Final answer:
The expected frequency of the AaBBCC genotype in the progeny of a cross between two AaBbCc individuals is 1/32, calculated by multiplying the probabilities of each gene's contribution using the product rule (1/2 for Aa, 1/4 for BB, and 1/4 for CC). Therefore , the correct answer options is a)
Step-by-step explanation:
The question asks about the expected frequency of the genotype AaBBCC in the progeny of a cross between individuals with genotype AaBbCc and AaBbCc. To find this, we use the principles of Mendelian genetics, specifically the product rule of probability.

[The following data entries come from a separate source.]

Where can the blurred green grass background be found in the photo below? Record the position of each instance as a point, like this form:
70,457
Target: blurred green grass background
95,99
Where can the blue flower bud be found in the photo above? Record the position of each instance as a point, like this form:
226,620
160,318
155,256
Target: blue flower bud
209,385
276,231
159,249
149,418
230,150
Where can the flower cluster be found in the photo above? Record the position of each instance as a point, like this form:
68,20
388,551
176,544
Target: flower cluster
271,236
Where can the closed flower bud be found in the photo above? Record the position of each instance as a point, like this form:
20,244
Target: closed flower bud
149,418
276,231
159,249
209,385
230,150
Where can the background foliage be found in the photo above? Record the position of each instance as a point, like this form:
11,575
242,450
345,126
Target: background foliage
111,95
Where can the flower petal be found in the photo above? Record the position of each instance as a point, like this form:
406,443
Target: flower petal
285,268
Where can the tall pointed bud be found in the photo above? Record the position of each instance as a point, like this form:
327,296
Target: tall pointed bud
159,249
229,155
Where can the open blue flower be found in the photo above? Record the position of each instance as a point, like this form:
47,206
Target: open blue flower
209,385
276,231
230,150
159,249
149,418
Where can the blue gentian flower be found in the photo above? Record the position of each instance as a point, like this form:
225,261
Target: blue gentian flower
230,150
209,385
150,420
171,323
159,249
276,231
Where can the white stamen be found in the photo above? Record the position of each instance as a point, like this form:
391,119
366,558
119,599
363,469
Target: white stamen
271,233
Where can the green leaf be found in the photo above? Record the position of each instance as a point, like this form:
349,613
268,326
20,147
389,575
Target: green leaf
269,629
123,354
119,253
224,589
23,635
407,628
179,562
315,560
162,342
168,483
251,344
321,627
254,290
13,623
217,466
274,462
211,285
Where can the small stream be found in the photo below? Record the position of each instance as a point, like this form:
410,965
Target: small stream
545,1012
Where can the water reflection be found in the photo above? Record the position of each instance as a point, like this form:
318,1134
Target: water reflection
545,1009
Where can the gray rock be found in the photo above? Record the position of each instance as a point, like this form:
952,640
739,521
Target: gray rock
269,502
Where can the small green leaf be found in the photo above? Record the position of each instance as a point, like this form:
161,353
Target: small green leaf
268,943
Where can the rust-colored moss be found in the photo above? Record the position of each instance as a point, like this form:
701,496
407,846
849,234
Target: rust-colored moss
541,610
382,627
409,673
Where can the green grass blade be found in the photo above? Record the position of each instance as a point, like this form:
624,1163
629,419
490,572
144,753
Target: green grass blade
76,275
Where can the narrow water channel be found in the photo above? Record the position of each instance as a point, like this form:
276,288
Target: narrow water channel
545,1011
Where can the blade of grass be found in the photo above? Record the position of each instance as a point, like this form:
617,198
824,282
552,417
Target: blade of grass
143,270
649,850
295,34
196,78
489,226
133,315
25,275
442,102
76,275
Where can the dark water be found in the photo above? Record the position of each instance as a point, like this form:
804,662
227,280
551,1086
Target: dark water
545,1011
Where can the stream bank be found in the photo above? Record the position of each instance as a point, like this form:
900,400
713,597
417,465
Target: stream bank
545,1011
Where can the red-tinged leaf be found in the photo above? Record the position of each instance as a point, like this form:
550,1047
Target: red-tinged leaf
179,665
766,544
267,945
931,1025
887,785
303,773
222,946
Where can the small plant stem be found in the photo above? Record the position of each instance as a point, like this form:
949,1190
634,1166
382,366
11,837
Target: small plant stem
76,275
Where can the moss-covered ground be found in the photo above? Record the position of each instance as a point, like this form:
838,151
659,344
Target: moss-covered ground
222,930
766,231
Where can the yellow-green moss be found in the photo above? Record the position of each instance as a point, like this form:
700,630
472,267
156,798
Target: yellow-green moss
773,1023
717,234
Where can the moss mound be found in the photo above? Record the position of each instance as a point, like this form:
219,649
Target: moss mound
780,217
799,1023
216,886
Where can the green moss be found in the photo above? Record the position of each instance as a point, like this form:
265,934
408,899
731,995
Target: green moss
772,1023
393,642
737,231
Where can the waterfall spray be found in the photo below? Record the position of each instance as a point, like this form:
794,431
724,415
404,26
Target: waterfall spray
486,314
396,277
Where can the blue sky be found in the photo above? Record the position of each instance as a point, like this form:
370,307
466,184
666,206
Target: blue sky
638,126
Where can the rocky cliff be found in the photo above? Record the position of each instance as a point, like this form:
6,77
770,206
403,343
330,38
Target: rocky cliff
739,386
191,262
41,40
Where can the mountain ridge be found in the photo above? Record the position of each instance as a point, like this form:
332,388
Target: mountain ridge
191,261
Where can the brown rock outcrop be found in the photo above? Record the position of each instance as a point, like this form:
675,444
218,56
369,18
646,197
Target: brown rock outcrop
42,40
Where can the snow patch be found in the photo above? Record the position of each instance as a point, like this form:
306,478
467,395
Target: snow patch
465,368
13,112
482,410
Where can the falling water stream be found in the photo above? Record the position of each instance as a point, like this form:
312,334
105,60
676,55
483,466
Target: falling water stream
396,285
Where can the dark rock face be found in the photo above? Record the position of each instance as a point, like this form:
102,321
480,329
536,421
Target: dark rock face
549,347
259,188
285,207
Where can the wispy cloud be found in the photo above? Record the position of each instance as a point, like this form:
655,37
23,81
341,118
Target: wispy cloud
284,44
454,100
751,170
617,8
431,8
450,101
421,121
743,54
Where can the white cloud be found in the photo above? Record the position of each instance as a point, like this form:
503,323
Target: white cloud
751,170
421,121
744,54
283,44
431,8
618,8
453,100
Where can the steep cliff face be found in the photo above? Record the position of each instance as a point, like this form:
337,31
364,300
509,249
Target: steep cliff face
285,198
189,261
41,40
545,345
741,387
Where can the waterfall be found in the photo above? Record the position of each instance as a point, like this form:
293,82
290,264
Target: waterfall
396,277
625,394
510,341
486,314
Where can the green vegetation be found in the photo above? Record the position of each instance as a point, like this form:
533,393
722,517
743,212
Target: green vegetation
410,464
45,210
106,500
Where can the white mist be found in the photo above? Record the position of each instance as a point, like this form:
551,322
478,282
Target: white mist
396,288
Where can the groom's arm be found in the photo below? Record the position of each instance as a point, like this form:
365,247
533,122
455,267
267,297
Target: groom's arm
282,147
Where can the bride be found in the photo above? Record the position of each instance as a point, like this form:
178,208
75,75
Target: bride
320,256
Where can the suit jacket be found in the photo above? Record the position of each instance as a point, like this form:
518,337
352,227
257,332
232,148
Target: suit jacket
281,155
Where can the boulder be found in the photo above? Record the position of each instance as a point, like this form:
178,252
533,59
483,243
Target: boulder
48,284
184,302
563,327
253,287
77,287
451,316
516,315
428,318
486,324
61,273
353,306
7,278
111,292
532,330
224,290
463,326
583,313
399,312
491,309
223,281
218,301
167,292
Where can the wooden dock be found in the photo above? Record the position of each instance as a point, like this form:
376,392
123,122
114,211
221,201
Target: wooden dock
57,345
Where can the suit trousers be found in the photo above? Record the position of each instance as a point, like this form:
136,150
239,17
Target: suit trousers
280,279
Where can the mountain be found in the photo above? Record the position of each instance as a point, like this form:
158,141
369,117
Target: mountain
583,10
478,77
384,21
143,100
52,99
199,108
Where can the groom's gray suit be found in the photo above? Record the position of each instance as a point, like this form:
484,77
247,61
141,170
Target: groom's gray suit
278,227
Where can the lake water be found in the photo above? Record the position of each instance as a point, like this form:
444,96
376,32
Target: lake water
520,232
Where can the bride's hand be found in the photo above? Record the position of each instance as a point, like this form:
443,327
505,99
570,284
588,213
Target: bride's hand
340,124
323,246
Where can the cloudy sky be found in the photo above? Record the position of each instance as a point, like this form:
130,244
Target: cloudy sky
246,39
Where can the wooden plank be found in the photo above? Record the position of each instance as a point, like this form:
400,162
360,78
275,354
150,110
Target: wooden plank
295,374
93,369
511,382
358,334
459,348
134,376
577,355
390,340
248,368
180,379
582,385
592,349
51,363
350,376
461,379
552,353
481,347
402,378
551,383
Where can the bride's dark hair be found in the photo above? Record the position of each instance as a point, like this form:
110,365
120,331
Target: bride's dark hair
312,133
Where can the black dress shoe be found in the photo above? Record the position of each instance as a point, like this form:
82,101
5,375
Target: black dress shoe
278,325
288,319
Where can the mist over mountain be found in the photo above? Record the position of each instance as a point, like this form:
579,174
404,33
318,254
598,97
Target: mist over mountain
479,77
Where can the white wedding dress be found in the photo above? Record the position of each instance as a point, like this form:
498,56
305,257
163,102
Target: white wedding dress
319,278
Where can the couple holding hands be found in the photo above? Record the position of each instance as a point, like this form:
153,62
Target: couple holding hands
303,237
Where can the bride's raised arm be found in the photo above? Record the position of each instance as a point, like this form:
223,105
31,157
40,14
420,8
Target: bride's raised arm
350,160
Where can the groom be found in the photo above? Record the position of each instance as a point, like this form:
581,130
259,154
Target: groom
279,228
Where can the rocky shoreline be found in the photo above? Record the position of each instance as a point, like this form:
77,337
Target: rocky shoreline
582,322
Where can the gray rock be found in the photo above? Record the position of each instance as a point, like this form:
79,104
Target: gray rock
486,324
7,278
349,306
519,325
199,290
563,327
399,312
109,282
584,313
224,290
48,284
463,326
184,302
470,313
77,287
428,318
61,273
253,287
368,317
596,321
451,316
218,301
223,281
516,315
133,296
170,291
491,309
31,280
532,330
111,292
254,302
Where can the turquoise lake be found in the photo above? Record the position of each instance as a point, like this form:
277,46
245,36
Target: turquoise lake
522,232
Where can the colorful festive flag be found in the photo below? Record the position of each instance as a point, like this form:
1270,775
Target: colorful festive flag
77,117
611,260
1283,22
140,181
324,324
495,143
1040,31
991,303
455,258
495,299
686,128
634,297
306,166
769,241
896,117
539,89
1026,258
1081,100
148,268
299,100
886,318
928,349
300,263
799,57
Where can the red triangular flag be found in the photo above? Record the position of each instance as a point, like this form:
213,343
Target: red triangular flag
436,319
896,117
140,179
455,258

For gene A, the probability of an offspring being Aa is 50% (1/2) because it results from either an A from one parent and a from the other, or vice versa. For gene B, the probability of an offspring being BB (homozygous dominant) is 25% (1/4) as it can only come from a B from both parents. For gene C, the probability of an offspring being CC is again 25% (1/4), for the same reason as with gene B.
To find the probability of the combination of AaBBCC, we multiply the probabilities for each gene together, using the product rule. 1/2 (for Aa) multiplied by 1/4 (for BB) multiplied by 1/4 (for CC) equals 1/32. Therefore, the expected frequency of AaBBCC progeny in the cross between two AaBbCc individuals is 1/32.